Constituent Elements

Cr — Chromium O — Oxygen

Frequently Asked Questions

What is the molar mass of chromium(VI) oxide?

CrO3 is 99.994 g/mol: 51.996 for chromium, plus three oxygens at 15.999 each (47.997 total). It's almost exactly 100 g/mol, which makes the stoichiometry of Jones reagent easy — 10 g of CrO3 is 0.1 mol of two-electron oxidant capacity, enough to take ~50 mmol of secondary alcohol cleanly to ketone.

What's the difference between Jones reagent, PCC, and Dess-Martin?

All three oxidize alcohols, but with different selectivities. Jones (CrO3 in H2SO4/acetone) is harsh — it takes primaries all the way to carboxylic acids. PCC (pyridinium chlorochromate, made from CrO3 + HCl + pyridine) is mild and stops cleanly at the aldehyde, but it leaves chromium-containing waste. Dess-Martin periodinane uses iodine(V) chemistry — no chromium, and works under neutral conditions, which is why it's the modern default for sensitive substrates.

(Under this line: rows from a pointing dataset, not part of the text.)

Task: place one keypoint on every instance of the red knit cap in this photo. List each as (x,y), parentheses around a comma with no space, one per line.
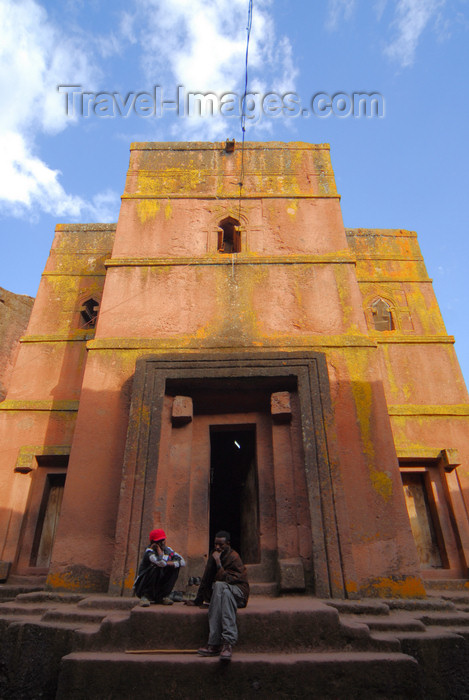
(157,535)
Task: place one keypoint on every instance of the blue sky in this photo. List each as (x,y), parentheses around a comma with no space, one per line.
(407,169)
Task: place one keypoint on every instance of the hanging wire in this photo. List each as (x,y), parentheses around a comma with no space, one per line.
(243,103)
(243,116)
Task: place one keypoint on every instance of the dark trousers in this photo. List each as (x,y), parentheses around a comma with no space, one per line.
(157,583)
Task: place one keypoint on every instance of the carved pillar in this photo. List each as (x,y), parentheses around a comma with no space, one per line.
(291,572)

Why is hexavalent chromium so much more dangerous than Cr(III)?

Chromate (CrO4²⁻) is structurally similar to sulfate (SO4²⁻), so cells take it up via the SLC26 sulfate-transporter family. Once inside, intracellular ascorbate and glutathione reduce Cr(VI) through Cr(V) and Cr(IV), all of which are reactive radicals that abstract hydrogen from DNA bases and crosslink DNA-protein complexes. The Cr(III) endpoint is then trapped on DNA. Cr(III) from outside can't get past the cell membrane in the first place — it's not biotransported and it's too charge-dense to diffuse passively.